Nor have the tariffs dented planned investments. A $1.6bn Big River Steel mill on port land is at the due diligence stage. “If their market is Mexico, they can benefit from all the logistical advantages, save a lot of money and have higher margins even if punitive tariffs apply,” said Steve Tyndal, senior director for marketing and business development at the port.

In addition, three companies — Annova LNG, Rio Grande LNG and Texas LNG — are in the final stage of obtaining permits to build a trio of gas liquefaction plants representing nearly $39bn in investment that could make Brownsville the top US LNG export hub, Mr Tyndal said.

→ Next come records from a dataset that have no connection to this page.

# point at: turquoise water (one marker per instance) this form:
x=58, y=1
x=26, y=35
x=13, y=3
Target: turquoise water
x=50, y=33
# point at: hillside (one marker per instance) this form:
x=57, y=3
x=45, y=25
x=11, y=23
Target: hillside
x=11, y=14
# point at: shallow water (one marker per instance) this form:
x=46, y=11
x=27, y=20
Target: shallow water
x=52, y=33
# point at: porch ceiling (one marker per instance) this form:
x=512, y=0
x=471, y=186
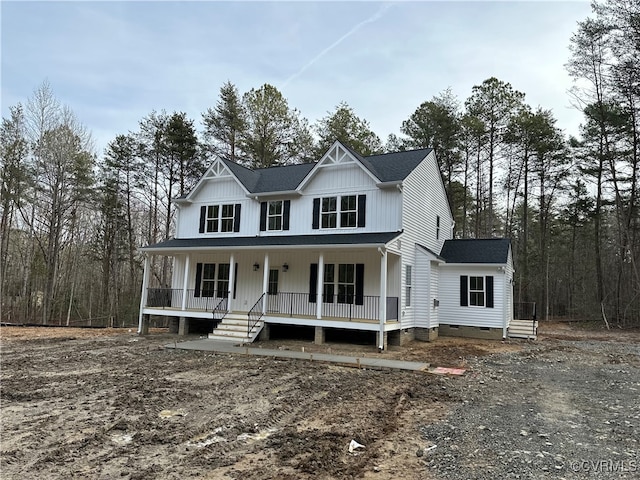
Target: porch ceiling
x=337, y=240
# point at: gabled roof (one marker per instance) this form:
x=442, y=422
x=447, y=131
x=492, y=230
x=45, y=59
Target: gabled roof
x=284, y=241
x=389, y=167
x=472, y=250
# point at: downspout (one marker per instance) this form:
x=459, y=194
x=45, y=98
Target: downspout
x=383, y=297
x=143, y=294
x=505, y=321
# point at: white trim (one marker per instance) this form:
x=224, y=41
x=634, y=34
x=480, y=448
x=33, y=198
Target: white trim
x=143, y=295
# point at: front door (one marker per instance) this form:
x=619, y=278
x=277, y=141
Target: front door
x=272, y=291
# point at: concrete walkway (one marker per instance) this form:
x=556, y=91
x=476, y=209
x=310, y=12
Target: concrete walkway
x=368, y=362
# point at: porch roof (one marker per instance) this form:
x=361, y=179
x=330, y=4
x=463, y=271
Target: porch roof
x=339, y=240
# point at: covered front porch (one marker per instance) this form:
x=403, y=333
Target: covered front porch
x=342, y=286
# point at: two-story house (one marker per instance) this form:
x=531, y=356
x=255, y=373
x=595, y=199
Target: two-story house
x=347, y=243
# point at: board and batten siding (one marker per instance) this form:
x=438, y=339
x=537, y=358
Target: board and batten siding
x=383, y=206
x=451, y=313
x=217, y=192
x=423, y=199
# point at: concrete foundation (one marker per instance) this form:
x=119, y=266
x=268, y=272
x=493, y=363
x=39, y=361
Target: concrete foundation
x=146, y=319
x=265, y=333
x=385, y=340
x=470, y=332
x=399, y=338
x=426, y=334
x=183, y=326
x=173, y=325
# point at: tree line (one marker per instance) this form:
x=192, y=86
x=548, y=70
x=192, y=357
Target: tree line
x=71, y=220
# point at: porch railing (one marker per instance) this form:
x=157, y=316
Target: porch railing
x=365, y=307
x=351, y=308
x=172, y=298
x=524, y=311
x=254, y=315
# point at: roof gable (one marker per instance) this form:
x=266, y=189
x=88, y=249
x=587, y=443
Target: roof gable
x=338, y=155
x=476, y=250
x=218, y=170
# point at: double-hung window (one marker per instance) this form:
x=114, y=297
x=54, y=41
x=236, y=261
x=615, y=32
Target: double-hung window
x=220, y=218
x=476, y=291
x=274, y=215
x=348, y=211
x=407, y=285
x=329, y=214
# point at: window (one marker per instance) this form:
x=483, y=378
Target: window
x=346, y=283
x=348, y=211
x=220, y=218
x=407, y=286
x=223, y=280
x=272, y=287
x=208, y=282
x=476, y=291
x=274, y=215
x=328, y=284
x=329, y=212
x=226, y=222
x=213, y=212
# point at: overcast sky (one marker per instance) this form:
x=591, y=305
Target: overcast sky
x=115, y=62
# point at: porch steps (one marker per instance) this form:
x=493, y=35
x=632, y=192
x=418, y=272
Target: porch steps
x=523, y=329
x=233, y=328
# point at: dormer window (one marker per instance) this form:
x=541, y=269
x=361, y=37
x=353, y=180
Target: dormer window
x=352, y=212
x=220, y=218
x=329, y=213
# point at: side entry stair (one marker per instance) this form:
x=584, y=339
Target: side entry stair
x=233, y=328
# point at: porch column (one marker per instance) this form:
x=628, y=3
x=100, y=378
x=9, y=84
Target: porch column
x=232, y=279
x=319, y=286
x=383, y=297
x=265, y=283
x=185, y=284
x=143, y=294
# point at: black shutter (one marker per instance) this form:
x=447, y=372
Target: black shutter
x=286, y=208
x=263, y=216
x=359, y=283
x=316, y=214
x=362, y=210
x=235, y=280
x=464, y=291
x=489, y=292
x=203, y=217
x=313, y=282
x=236, y=218
x=196, y=293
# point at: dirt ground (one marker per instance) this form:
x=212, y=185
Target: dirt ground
x=105, y=403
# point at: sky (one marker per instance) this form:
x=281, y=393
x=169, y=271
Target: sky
x=115, y=62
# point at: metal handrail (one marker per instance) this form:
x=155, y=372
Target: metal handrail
x=221, y=307
x=254, y=315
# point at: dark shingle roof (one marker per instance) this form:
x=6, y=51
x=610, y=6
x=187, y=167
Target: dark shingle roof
x=388, y=167
x=276, y=240
x=391, y=167
x=486, y=250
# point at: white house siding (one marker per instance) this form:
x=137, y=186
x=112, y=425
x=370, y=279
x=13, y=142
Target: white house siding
x=451, y=313
x=434, y=319
x=423, y=199
x=421, y=289
x=218, y=192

Sprawling across 40,000 acres that are also home to eagles and giant tarantulas, the port has adapted to other crises. “When there was the devaluation of the peso [in 1994], we thought it was going to kill us, but it turned out to be one of the best years we had,” said Antonio Rodríguez, director of cargo services, who has been at the port for 26 years.

Steel, renewable energy and other cargoes passing through Brownsville could increase under Mexican president-elect Andrés Manuel López Obrador, who takes office on December 1. He wants to boost the domestic oil industry to make Mexico less reliant on US fuel and to invest in infrastructure and development in Mexico’s poor south.

“We are optimistic there are always opportunities for us,” said Mr Campirano. “We could be an exporter of Mexican refined products down the road.” Or as Ms Eymard puts it: “It’s like when you drive your car to the grocery store. There are different routes but you take the one you know. People don’t change.”